Jamaica Gleaner / The National Housing Trust (NHT) says that while it is unable to say what increases may result from the current move by reinsurers to raise rates, current property insurance rates will hold until August 2018.

The NHT’s reassurance follows an advisory from the Insurance Association of Jamaica (IAJ) that pressure from international reinsurers is forcing a rise in Jamaican property insurance rates within a range of 30-35 per cent.

“Reinsurers are raising their prices to local insurance companies in an attempt to recover from the massive losses they suffered during the recently concluded hurricane season,” said IAJ vice-president Peter Levy in the statement.

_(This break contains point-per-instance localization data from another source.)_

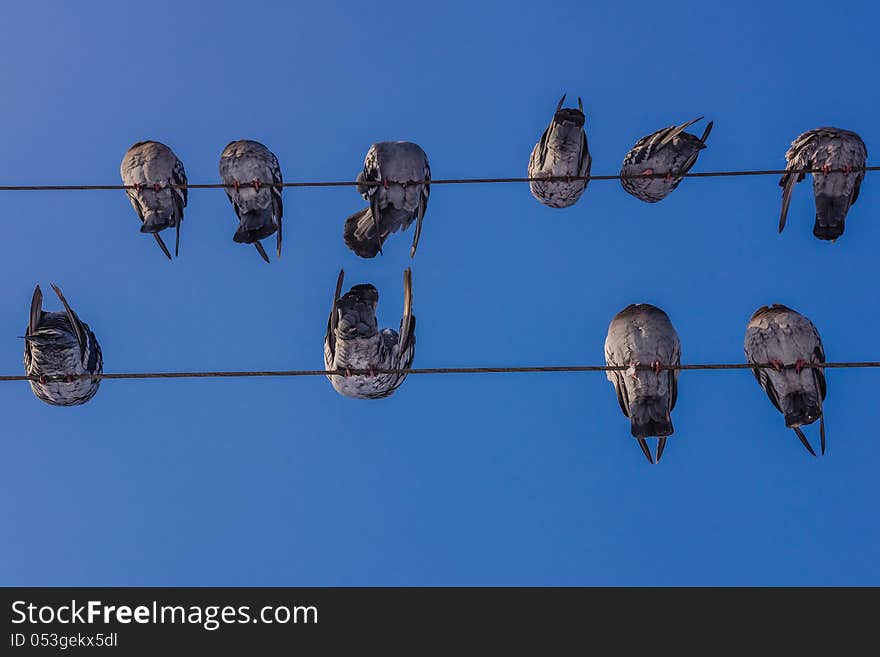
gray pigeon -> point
(642, 335)
(58, 346)
(354, 342)
(253, 171)
(562, 151)
(788, 341)
(671, 151)
(152, 168)
(393, 204)
(828, 149)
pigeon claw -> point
(633, 370)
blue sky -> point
(496, 479)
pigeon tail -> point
(650, 417)
(156, 221)
(569, 115)
(800, 408)
(255, 226)
(830, 216)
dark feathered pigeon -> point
(253, 170)
(59, 346)
(671, 151)
(562, 151)
(828, 149)
(354, 342)
(152, 168)
(395, 203)
(788, 341)
(641, 334)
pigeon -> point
(254, 174)
(152, 169)
(788, 341)
(642, 335)
(395, 202)
(827, 149)
(562, 151)
(354, 342)
(58, 346)
(671, 151)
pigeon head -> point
(357, 311)
(830, 216)
(360, 236)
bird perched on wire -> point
(59, 346)
(841, 155)
(153, 174)
(788, 341)
(253, 178)
(397, 197)
(354, 342)
(670, 151)
(640, 336)
(561, 152)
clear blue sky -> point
(495, 479)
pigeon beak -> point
(661, 445)
(647, 452)
(803, 439)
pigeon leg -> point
(661, 445)
(162, 245)
(261, 251)
(647, 452)
(803, 439)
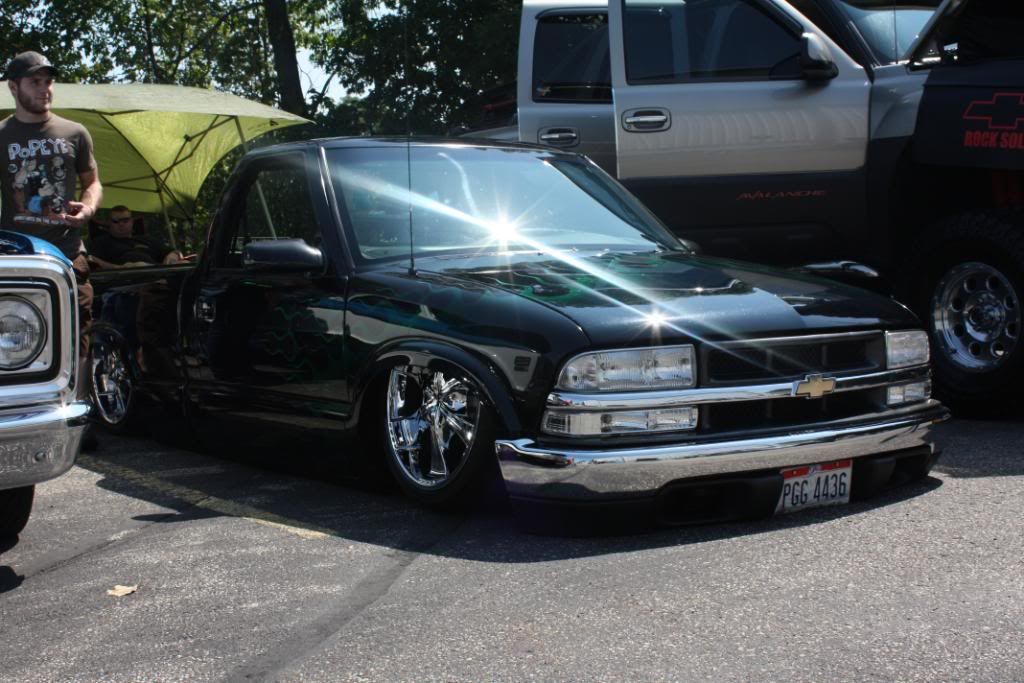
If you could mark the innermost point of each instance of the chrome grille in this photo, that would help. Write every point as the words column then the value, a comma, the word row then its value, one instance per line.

“General insurers in Jamaica, whose property portfolios are protected by reinsurance, have had to pass on their increased costs to their clients,” he said.

Asked how its mortgage borrowers would fare, the NHT, in a response channelled through its communications department, said that current rates would hold until mid-summer.

“The National Housing Trust is unable to speculate at this moment as to the impact of any adjustment in insurance premiums from reinsurers on rates to our mortgagors. It must be noted, however, that our mortgagors will continue to pay their existing property insurance premiums until August 2018. Any decrease or increase in insurance premiums will be communicated to our mortgagors by this time,” the state agency said.

In general, the NHT facilitates life and peril insurance coverage for mortgagors. The insurance premiums are rolled into monthly mortgage loan payments.

The NHT, as at August 2017, oversaw 106,000 mortgage loans and a portfolio valued at more than $170 billion. But factoring for the Joint Finance Mortgage Programme through which contributors can obtain financing from the NHT and its partners, the trust said that the portfolio tops $200 billion.

Private mortgage provider Victoria Mutual Building Society said that it was unable to comment on the rate impact because it was yet to be advised by its insurance company, while the JN Group is signalling that mortgage payments are to likely rise.

“The percentage increase in monthly payment is dependent on the sum insured and the insurer’s premium rate. Note that an increase in peril insurance rates will result in an adjustment in mortgage payments, where applicable,” JN said via its communications department.

Peril insurance covers fire, earthquake, hurricane, storm, flooding, and wind damage. The NHT said that the peril insurance for strata units or apartments covers the loan balance against loss or damage to the unit.

Levy of the IAJ outlined that while Jamaica was not directly affected by any of the 2017 hurricanes, “the country faces similar risks to Puerto Rico, Dominica, and St Maarten, which suffered devastating blows.” He said that reinsurers pool the premiums from all of their customers to be able to pay for the claims of those suffering damage.

“Up to this year, insurance rates have been at their lowest levels in recent memory. Unfortunately, after the most active hurricane season in more than a decade, that has all changed. Reinsurers expect Jamaican rates to return to the level that they were in the mid-2000s,” he said.

Lloyd’s, the leading international reinsurance market, recently reported that it has so far paid claims worth US$1.7 billion to cover damage from Hurricanes Harvey, Irma, and Maria. And German reinsurer Munich Re announced in November that it faced US$3.72 billion in claims, mostly from Hurricanes Harvey, Irma, and Maria, the IAJ said.